New Jersey Attorney General to Discuss Use of Racial Profiling
SALEM - John J. Farmer, Jr., the controversial New Jersey Attorney General who is at the forefront of the battle against police use of racial profiling, will speak at Willamette University College of Law on November 12, 2001 at 7:00 p.m. in the Paulus Great Hall, Truman Wesley Collins Legal Center.
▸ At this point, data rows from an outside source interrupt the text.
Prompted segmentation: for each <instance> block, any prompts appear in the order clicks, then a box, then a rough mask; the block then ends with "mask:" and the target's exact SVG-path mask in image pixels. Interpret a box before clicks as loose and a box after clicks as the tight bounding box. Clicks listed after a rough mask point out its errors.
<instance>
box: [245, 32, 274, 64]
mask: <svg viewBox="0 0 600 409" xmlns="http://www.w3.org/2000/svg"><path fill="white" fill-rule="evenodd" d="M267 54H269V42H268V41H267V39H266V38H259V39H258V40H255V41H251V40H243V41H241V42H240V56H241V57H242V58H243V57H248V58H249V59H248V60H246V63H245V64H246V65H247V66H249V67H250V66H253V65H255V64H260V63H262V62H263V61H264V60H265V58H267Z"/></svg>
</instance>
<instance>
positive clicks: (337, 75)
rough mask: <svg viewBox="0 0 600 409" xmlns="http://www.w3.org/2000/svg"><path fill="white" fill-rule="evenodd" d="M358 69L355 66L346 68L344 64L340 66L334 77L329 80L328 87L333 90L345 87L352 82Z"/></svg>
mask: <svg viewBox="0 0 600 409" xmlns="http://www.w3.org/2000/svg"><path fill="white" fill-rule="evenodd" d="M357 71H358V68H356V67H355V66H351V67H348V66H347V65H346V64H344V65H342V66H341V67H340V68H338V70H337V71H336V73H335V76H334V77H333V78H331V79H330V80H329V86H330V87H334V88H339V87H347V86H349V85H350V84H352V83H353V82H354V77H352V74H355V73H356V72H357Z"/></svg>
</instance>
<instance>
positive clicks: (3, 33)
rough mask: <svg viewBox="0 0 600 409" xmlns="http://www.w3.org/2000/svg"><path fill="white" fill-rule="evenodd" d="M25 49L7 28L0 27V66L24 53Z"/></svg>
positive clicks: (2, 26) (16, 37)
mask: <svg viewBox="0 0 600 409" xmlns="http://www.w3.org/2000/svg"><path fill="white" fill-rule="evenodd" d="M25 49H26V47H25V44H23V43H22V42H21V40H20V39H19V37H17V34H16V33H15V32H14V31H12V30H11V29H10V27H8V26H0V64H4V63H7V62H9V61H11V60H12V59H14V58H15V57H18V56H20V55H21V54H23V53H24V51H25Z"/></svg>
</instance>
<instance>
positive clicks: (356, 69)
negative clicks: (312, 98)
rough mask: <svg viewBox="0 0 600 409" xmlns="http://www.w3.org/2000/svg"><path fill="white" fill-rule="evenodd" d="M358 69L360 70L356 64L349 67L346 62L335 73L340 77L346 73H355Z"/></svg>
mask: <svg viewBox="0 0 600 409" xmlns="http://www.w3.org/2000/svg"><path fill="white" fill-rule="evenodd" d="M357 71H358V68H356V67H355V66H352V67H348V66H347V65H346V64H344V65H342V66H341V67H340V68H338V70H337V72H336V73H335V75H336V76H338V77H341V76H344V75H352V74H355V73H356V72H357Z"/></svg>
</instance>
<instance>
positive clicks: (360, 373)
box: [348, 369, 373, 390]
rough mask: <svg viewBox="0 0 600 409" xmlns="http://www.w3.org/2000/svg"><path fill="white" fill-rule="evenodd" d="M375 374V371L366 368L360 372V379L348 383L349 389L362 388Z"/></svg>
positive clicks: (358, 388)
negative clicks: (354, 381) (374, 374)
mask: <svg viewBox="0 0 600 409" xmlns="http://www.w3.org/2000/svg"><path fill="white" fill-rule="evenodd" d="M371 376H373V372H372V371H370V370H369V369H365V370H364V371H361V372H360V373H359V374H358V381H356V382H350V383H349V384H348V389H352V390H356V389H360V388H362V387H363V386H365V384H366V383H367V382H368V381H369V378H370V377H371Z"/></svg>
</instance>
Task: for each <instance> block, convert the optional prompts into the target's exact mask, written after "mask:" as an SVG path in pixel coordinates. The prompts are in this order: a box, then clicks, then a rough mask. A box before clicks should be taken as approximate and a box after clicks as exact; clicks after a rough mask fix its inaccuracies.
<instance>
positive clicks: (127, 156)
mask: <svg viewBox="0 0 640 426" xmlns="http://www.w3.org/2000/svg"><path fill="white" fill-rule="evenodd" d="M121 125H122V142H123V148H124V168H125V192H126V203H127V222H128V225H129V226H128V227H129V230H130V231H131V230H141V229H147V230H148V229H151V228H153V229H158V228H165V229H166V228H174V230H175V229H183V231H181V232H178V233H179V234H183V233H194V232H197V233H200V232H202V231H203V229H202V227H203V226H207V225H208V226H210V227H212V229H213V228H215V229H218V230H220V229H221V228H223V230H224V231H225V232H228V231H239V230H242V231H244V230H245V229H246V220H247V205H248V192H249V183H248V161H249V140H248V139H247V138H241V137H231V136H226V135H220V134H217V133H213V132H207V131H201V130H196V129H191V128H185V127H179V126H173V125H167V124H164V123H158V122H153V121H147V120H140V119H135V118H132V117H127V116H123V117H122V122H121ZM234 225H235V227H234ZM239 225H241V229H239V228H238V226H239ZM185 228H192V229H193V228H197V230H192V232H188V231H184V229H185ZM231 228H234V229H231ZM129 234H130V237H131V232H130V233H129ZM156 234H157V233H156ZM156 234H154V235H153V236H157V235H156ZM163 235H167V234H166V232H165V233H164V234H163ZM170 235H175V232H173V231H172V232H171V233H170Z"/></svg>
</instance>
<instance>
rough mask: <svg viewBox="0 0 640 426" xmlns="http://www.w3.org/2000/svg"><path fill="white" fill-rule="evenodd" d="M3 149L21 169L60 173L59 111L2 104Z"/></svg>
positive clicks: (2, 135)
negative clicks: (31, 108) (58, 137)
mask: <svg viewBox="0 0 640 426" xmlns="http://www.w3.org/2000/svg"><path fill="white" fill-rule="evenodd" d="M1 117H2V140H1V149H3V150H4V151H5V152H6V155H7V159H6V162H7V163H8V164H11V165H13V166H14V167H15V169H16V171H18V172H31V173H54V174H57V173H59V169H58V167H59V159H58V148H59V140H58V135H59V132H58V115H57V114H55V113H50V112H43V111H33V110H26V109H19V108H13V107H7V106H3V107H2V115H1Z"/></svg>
Appointed Attorney General in 1999 by then-Governor Christine Todd Whitman, Farmer has led a vigorous effort to bring reform to the embattled New Jersey State Police, criticized for widespread use of what has come to be known nationally as "racial profiling, "where law enforcement decisions appear predicated solely by race. His goal, he has said, is to "restore the public's trust that the State Police are enforcing our laws evenhandedly." As Attorney General, Farmer serves as the chief counsel and chief law enforcement officer of the State of New Jersey, supervising more than 8,600 employees in the New Jersey Department of Law and Public Safety. He also serves as Chairman of New Jersey's Juvenile Justice Commission. Farmer earned his law degree and bachelor's degree at Georgetown University.
The public is invited to attend this free event, which is sponsored by the Multicultural Law Students Association of Willamette University College of Law.